I recently had the pleasure of talking with wonderful parents of a boy who was considered to be nonverbal until he got his hands on a letterboard — a way to communicate that didn’t require fine motor skills. It turns out that he processes auditory information quite well, is very bright, and is now on a path to prepare for a college education likely in physics. That letterboard was a game changer.

His story reminded me of Carly Fleischmann whose inner voice could finally be “heard” by typing.
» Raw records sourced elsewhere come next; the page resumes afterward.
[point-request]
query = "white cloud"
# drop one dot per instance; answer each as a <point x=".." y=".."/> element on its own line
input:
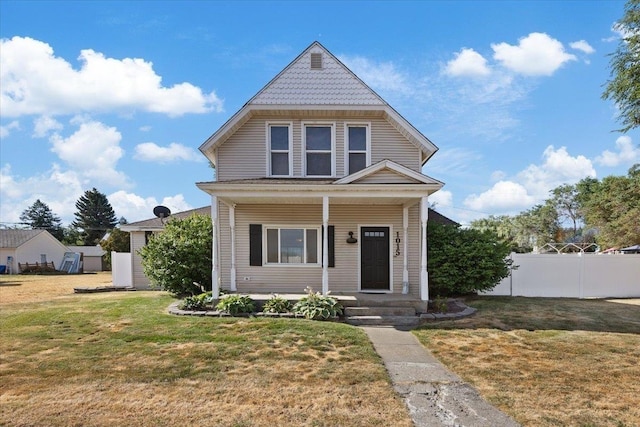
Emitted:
<point x="5" y="131"/>
<point x="498" y="176"/>
<point x="35" y="81"/>
<point x="583" y="46"/>
<point x="378" y="75"/>
<point x="626" y="154"/>
<point x="452" y="161"/>
<point x="532" y="185"/>
<point x="559" y="167"/>
<point x="93" y="151"/>
<point x="535" y="55"/>
<point x="151" y="152"/>
<point x="57" y="188"/>
<point x="136" y="208"/>
<point x="442" y="199"/>
<point x="468" y="62"/>
<point x="504" y="195"/>
<point x="45" y="124"/>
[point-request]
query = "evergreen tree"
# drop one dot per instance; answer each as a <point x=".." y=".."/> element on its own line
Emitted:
<point x="40" y="217"/>
<point x="95" y="216"/>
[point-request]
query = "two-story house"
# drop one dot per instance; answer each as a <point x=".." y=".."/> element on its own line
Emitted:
<point x="319" y="183"/>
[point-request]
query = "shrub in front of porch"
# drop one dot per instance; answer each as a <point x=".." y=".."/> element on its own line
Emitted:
<point x="277" y="304"/>
<point x="463" y="261"/>
<point x="179" y="258"/>
<point x="236" y="304"/>
<point x="316" y="306"/>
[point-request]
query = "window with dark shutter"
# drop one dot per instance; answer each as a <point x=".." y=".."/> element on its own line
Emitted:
<point x="255" y="244"/>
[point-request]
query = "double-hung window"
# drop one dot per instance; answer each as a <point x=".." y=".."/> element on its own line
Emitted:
<point x="279" y="148"/>
<point x="292" y="245"/>
<point x="358" y="148"/>
<point x="319" y="149"/>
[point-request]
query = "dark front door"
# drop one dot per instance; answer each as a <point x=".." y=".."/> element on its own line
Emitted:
<point x="374" y="258"/>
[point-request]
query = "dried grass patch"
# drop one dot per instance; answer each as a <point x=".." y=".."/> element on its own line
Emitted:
<point x="580" y="370"/>
<point x="118" y="359"/>
<point x="27" y="288"/>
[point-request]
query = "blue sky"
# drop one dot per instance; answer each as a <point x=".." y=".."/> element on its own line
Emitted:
<point x="120" y="95"/>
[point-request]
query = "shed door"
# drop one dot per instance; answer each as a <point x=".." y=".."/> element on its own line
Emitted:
<point x="374" y="259"/>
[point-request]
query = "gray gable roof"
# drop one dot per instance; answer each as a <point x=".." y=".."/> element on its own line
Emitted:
<point x="332" y="87"/>
<point x="330" y="84"/>
<point x="15" y="238"/>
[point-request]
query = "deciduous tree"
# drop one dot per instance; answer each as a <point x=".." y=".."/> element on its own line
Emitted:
<point x="624" y="86"/>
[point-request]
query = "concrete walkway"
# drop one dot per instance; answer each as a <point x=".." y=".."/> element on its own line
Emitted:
<point x="434" y="395"/>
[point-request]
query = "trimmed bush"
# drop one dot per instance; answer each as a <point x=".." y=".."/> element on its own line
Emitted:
<point x="277" y="304"/>
<point x="463" y="261"/>
<point x="197" y="302"/>
<point x="179" y="258"/>
<point x="316" y="306"/>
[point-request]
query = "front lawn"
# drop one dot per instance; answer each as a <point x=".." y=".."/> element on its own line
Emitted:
<point x="548" y="362"/>
<point x="118" y="359"/>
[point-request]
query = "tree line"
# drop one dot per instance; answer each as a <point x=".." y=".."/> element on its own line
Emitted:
<point x="605" y="212"/>
<point x="94" y="218"/>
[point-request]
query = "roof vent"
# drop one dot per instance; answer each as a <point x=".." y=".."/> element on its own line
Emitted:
<point x="316" y="61"/>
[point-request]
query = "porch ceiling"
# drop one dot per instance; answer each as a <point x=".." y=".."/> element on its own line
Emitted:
<point x="316" y="200"/>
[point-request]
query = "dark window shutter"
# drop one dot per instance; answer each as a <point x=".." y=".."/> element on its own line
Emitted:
<point x="332" y="244"/>
<point x="255" y="244"/>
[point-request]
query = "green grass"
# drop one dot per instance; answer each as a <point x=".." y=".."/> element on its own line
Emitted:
<point x="109" y="359"/>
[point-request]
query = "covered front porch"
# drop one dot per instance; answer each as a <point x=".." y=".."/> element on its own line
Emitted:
<point x="350" y="223"/>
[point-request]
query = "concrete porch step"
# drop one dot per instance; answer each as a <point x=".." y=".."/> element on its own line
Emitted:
<point x="383" y="320"/>
<point x="379" y="311"/>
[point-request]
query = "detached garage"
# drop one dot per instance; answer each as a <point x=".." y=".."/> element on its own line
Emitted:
<point x="29" y="246"/>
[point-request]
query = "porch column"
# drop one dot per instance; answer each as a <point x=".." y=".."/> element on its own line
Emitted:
<point x="215" y="262"/>
<point x="325" y="245"/>
<point x="424" y="277"/>
<point x="405" y="250"/>
<point x="232" y="226"/>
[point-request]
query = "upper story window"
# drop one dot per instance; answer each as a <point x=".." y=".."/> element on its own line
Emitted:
<point x="279" y="149"/>
<point x="358" y="148"/>
<point x="319" y="144"/>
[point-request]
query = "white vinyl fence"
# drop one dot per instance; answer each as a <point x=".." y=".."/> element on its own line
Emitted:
<point x="121" y="269"/>
<point x="572" y="276"/>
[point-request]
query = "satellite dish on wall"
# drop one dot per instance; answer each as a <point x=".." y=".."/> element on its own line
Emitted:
<point x="161" y="211"/>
The part about Carly’s story that stuck with me was her dad reflecting on how they used to talk about Carly with Carly in the room, as if Carly was not able to understand. He later found out that she was comprehending everything, and the regret weighed heavy in his voice.

These stories are awe-inspiring, but what about the more mundane stories out there?  There are so many other students who are being assessed by methods that are limited. The limited methods… limit our ability to truly “see” students for all that they are. This is more common than not. One of the problems with most school assessments is that they are limited to “paper and pencil”, or perhaps computerized, tests that required verbal-linguistic skills.

Why do we do this? It’s a cycle. Those who did well with verbal-linguistic skills, along with meeting other neurotypical expectations, are the ones who go on to become the test-makers and evaluators of the test results.

Now it is time to see beyond. The first step is gaining awareness through stories like Carly’s and studies such as the following:

Words Say Little About Cognitive Abilities in Autism by Nicholette Zeliadt, Spectrum News

Interaction Takes Two: Typical Adults Exhibit Mind-Blindness Towards Those With Autism Spectrum Disorder. Edey R, et al. J Abnorm Psychol. 2016

Note that second one isn’t about verbal so much as nonverbal, and the title caught several people by surprise when it was first posted. This reaction shows how pervasive our preconceived filters can be, including in how we frame our research.

To quote Douglas Adams, “See first, think later, then test. But always see first. Otherwise, you will only see what you were expecting.”